円錐角膜は両眼性の疾患で、片方の眼に症状が現れても、最終的には両眼に影響を及ぼすことが多いようです。思春期〜青年期から発病し、徐々に悪化します。一般的には30〜40代で症状が安定すると考えられています。しかし悪化して失明することもあり、角膜移植が必要なことがあります。円錐角膜は、本邦において角膜移植が必要な眼疾患の代表です。悪化するとデスメ膜(角膜の内側にある薄い膜)が破れ、眼内の房水(眼球内を満たす液体)が角膜内に流れ急性水腫などを発症することがあります。
円錐角膜は原因不明の疾患で完治はできません。しかし悪化を抑える「角膜クロスリンキング」という治療法があります。日本では2024年9月現在、保険治療が適用されませんが、悪化を抑える唯一の方法です。
円錐角膜の原因
円錐角膜の原因は全容が解明されていません。仮説では、角膜を構成するコラーゲンの構造異常、タンパク分解酵素の活性異常などが考えられます。
統計的にアトピー性皮膚炎、アレルギー性結膜炎を発症する患者さんが少なくない傾向はありますが、これらの症状がなくても発症するケースもあります。

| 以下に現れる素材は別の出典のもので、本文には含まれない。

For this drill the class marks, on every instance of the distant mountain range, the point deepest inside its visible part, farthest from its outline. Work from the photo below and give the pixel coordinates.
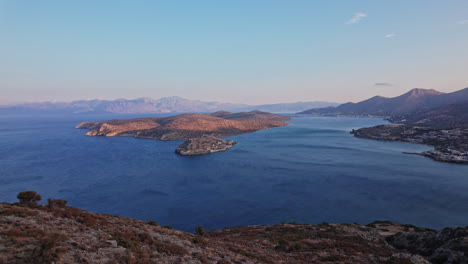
(148, 105)
(425, 107)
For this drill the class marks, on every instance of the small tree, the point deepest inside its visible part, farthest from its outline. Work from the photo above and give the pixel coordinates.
(200, 230)
(28, 197)
(56, 203)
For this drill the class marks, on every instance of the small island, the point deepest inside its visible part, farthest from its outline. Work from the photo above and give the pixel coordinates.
(202, 132)
(204, 145)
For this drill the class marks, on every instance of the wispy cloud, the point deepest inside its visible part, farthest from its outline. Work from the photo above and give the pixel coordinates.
(383, 84)
(356, 18)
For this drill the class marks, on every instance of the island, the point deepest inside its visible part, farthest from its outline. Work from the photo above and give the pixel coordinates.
(202, 132)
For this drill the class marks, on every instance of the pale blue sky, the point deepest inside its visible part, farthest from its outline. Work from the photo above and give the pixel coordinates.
(251, 51)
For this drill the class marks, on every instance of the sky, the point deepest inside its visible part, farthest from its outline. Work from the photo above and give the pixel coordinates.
(243, 51)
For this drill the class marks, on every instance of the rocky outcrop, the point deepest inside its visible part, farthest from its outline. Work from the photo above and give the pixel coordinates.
(203, 145)
(201, 130)
(57, 233)
(185, 126)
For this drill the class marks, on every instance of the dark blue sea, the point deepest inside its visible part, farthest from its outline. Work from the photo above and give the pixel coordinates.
(311, 171)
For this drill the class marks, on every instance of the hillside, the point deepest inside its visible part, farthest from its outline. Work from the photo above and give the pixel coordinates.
(412, 102)
(56, 233)
(185, 126)
(147, 105)
(449, 116)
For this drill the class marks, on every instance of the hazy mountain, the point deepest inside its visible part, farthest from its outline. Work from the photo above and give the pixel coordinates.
(412, 102)
(148, 105)
(290, 107)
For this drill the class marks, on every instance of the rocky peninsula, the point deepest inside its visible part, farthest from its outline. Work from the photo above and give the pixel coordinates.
(203, 131)
(57, 233)
(204, 145)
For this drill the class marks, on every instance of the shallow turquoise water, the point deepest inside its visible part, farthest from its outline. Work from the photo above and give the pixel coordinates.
(312, 171)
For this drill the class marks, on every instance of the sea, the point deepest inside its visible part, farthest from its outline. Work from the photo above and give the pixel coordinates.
(312, 171)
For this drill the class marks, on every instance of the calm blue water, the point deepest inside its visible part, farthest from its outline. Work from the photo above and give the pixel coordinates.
(310, 172)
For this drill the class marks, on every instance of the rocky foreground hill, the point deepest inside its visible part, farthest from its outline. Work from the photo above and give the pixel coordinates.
(56, 233)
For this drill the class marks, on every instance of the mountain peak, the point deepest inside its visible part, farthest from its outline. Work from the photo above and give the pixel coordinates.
(417, 92)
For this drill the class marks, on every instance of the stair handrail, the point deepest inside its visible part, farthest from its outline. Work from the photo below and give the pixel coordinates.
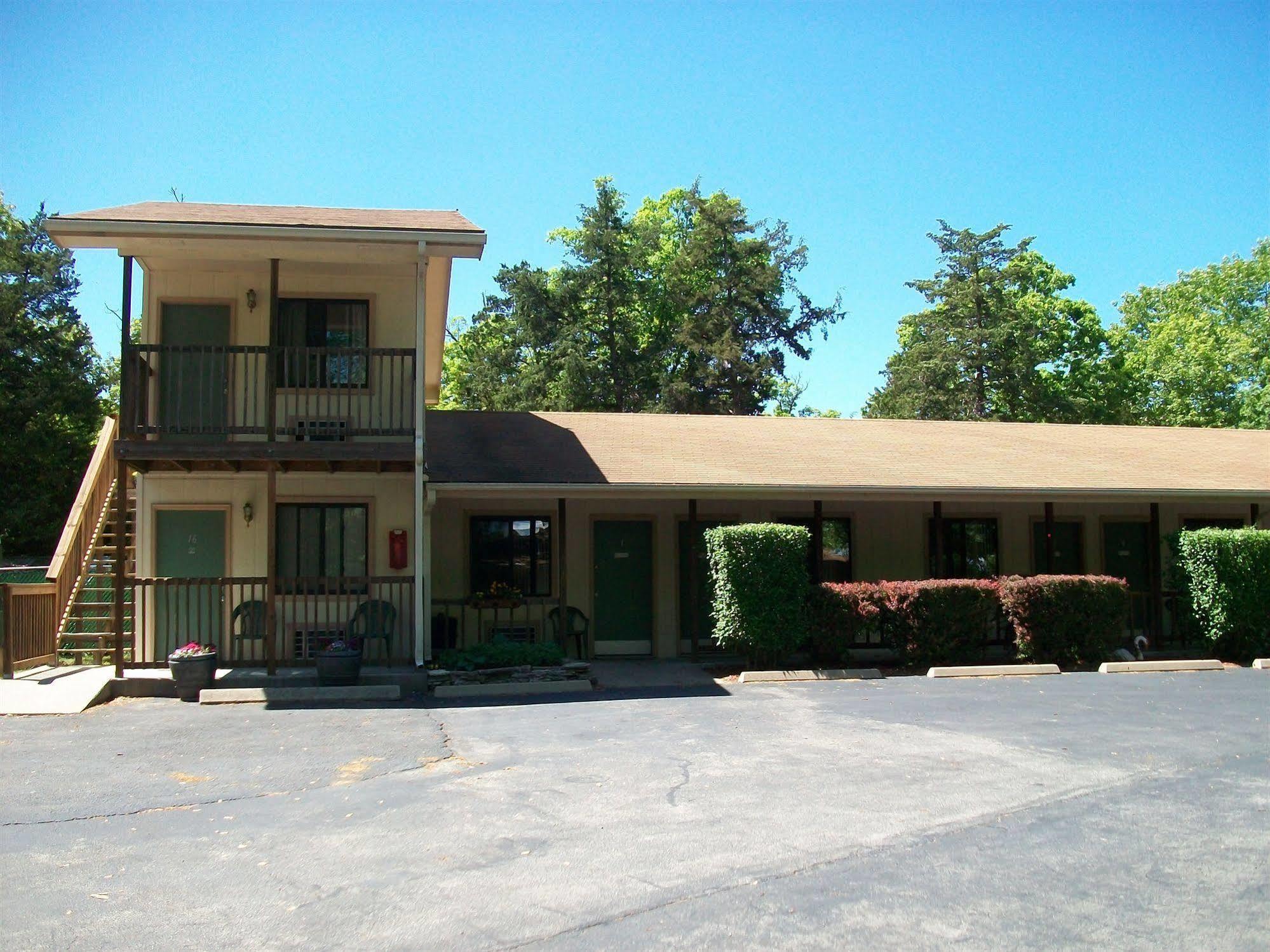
(80, 530)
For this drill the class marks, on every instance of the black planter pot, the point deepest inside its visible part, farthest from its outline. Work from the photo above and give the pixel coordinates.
(192, 674)
(339, 667)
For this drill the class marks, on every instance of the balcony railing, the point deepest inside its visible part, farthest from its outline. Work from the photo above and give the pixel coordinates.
(319, 394)
(310, 613)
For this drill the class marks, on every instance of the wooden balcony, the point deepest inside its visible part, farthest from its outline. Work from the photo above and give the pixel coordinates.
(196, 406)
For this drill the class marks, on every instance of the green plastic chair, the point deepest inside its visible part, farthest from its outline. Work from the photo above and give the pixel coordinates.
(577, 626)
(374, 620)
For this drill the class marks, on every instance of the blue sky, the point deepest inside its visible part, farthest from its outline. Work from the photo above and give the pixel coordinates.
(1131, 140)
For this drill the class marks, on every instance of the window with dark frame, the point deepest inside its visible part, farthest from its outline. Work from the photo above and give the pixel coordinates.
(969, 549)
(321, 542)
(324, 343)
(835, 549)
(511, 550)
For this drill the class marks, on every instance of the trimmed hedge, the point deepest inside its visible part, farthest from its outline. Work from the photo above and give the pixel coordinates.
(502, 654)
(760, 587)
(1066, 620)
(1226, 577)
(936, 621)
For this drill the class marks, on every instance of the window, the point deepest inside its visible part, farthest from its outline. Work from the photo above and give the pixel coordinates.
(321, 541)
(969, 549)
(320, 338)
(1069, 549)
(835, 549)
(512, 550)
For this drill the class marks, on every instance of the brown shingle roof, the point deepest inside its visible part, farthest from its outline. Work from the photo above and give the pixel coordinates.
(278, 216)
(663, 450)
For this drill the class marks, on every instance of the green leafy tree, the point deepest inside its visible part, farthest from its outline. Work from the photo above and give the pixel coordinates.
(682, 305)
(1197, 352)
(51, 386)
(1000, 342)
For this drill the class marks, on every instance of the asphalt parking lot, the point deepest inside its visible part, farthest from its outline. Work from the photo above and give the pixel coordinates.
(1080, 810)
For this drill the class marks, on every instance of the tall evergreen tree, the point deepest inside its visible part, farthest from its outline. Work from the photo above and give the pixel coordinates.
(1197, 351)
(684, 305)
(1000, 340)
(51, 385)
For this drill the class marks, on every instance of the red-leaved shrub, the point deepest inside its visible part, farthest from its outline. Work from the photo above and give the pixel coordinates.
(936, 621)
(1066, 620)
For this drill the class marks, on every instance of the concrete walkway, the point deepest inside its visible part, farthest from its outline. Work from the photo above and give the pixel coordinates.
(55, 690)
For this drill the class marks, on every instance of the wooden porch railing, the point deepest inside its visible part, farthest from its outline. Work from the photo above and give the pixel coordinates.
(83, 523)
(230, 612)
(28, 626)
(459, 622)
(327, 394)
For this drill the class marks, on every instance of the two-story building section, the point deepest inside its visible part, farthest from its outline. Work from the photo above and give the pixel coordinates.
(274, 479)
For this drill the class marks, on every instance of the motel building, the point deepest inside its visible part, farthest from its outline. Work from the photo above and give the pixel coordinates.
(277, 478)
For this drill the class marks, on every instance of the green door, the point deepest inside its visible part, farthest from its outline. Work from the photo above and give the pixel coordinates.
(1069, 556)
(193, 381)
(189, 544)
(623, 572)
(705, 591)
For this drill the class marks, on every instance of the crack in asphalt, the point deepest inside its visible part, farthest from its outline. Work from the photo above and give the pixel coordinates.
(428, 763)
(902, 842)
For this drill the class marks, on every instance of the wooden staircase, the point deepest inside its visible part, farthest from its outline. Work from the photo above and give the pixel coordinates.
(86, 629)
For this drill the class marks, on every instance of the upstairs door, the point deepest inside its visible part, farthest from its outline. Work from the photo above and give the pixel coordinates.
(189, 544)
(194, 380)
(623, 573)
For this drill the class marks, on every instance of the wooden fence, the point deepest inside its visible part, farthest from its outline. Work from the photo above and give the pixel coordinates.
(28, 615)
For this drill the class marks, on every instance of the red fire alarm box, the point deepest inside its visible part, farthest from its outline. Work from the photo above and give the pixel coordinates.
(398, 549)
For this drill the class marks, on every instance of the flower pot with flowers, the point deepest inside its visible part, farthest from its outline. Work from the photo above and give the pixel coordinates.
(339, 662)
(193, 668)
(499, 594)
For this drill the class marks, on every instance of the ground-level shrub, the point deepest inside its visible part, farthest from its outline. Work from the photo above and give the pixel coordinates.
(1066, 620)
(502, 654)
(760, 588)
(1226, 577)
(936, 621)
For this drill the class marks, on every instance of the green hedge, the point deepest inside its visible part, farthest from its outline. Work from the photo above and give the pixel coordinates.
(1066, 620)
(1226, 578)
(760, 587)
(502, 654)
(936, 621)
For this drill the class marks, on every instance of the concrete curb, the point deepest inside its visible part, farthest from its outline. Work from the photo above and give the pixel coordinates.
(1210, 664)
(823, 674)
(992, 671)
(513, 688)
(315, 695)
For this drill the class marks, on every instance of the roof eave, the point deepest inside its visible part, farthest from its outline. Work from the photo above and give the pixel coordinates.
(64, 231)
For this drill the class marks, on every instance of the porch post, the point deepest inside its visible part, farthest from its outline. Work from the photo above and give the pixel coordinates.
(694, 600)
(422, 547)
(1050, 539)
(939, 540)
(1158, 600)
(271, 365)
(271, 569)
(121, 481)
(562, 544)
(817, 542)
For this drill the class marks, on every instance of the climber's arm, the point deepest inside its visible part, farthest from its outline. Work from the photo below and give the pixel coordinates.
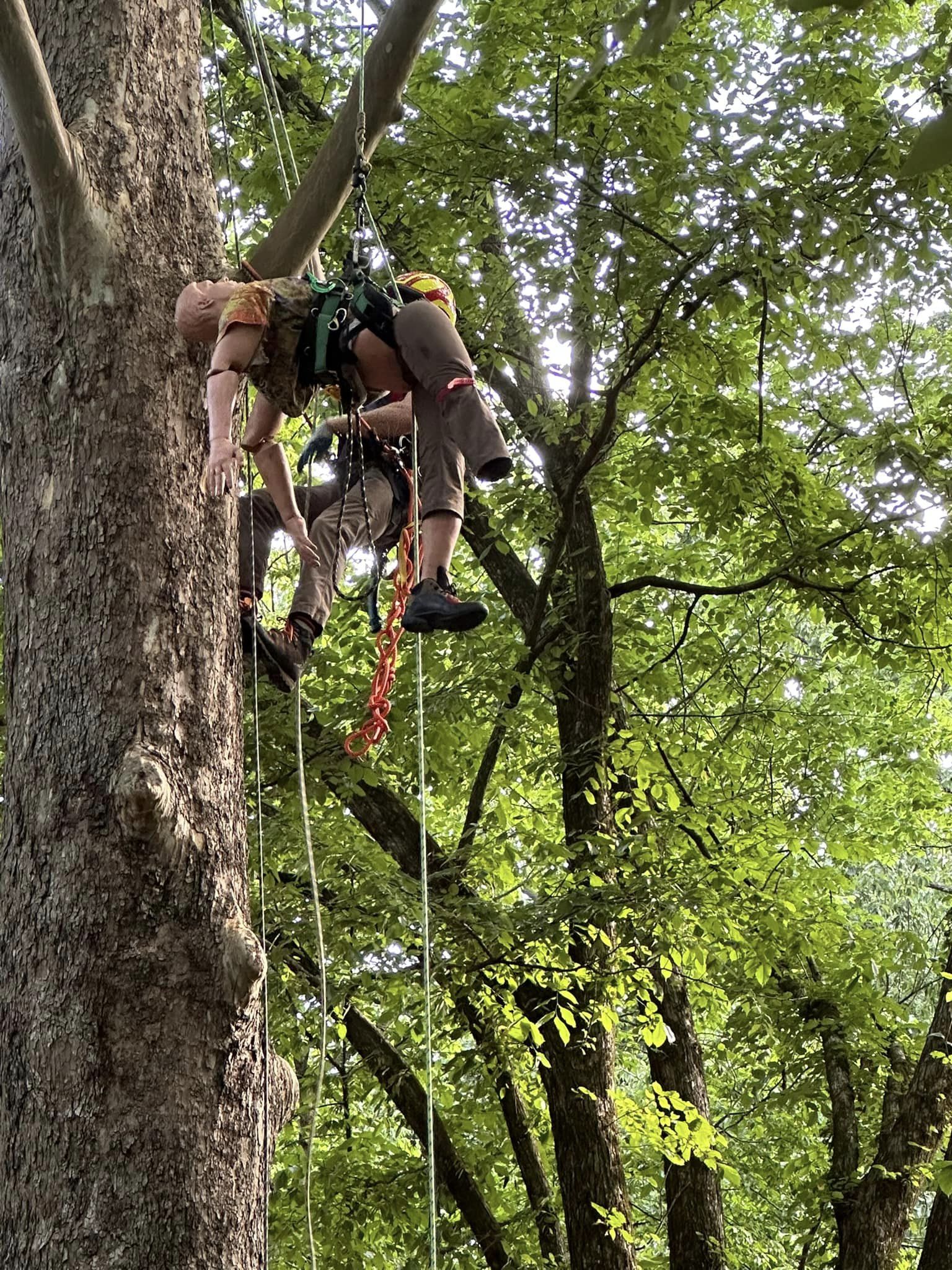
(273, 465)
(231, 357)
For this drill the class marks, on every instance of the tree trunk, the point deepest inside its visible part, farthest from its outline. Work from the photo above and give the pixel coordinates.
(409, 1098)
(692, 1191)
(937, 1246)
(584, 1124)
(131, 1060)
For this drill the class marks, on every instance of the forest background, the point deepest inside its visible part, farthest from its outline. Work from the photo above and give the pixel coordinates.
(689, 788)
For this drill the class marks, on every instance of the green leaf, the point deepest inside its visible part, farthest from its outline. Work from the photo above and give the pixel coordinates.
(932, 149)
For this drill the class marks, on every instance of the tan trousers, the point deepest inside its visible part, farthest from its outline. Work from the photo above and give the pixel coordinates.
(456, 427)
(320, 507)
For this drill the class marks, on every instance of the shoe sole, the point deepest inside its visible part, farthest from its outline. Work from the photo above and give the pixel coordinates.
(426, 625)
(275, 672)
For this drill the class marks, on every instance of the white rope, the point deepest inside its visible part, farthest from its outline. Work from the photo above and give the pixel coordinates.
(252, 29)
(421, 796)
(322, 956)
(425, 905)
(266, 1163)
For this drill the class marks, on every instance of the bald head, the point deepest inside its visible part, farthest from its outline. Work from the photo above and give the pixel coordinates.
(198, 309)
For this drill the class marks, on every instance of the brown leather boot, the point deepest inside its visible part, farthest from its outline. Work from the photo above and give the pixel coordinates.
(284, 651)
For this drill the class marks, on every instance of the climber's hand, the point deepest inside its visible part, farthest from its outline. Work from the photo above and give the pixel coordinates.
(298, 531)
(223, 468)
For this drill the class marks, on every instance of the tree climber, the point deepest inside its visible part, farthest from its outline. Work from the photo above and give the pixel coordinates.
(267, 329)
(334, 533)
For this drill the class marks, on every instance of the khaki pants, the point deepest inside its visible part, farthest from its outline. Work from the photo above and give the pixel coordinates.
(320, 507)
(457, 431)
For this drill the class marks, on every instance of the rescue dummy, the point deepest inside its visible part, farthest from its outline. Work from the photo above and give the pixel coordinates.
(270, 331)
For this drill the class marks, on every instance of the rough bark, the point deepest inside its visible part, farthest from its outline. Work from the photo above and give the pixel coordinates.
(876, 1210)
(937, 1246)
(131, 1062)
(692, 1192)
(314, 207)
(409, 1096)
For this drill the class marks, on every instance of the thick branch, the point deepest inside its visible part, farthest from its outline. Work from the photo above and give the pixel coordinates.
(46, 145)
(287, 87)
(324, 190)
(526, 1148)
(844, 1135)
(409, 1098)
(735, 588)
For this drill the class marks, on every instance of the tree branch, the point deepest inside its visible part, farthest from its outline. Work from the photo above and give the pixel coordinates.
(509, 575)
(526, 1148)
(409, 1098)
(48, 151)
(287, 87)
(324, 190)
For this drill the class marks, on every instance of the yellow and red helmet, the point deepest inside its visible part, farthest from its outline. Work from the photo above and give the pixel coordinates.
(432, 288)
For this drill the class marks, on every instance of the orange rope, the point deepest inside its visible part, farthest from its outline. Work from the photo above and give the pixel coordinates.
(371, 733)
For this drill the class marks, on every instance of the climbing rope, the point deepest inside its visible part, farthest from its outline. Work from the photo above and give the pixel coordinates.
(259, 824)
(371, 733)
(387, 643)
(322, 970)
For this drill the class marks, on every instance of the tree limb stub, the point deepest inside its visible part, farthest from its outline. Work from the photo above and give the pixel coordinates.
(324, 190)
(48, 151)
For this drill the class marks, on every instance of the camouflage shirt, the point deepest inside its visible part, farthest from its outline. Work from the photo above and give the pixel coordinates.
(281, 308)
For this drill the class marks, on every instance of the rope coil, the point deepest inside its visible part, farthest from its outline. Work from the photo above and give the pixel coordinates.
(372, 732)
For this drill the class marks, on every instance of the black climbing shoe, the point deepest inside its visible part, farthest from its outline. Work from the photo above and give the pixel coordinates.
(433, 606)
(247, 613)
(283, 652)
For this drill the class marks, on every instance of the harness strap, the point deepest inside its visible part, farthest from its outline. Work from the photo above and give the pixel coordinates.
(465, 381)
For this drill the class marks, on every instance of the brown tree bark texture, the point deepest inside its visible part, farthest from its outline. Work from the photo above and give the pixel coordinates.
(584, 1126)
(130, 1042)
(692, 1194)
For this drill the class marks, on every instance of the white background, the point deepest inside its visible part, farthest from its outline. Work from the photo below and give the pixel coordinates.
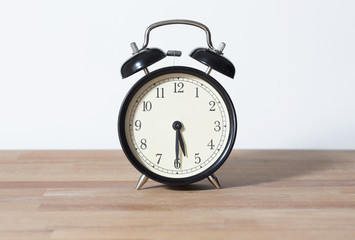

結膜炎などで目をこする習慣があるお子さんは、円錐角膜を起こすリスクがあると考えられています。遺伝性の可能性も示唆され、お子さんが円錐角膜を発症したら、兄弟児にも同様の症状が出ることがあります。しかし現在のところ明確な遺伝子の解明には至らず、遺伝的要因が直接的な原因かは不明です。遺伝性を疑われる症例は約6%です。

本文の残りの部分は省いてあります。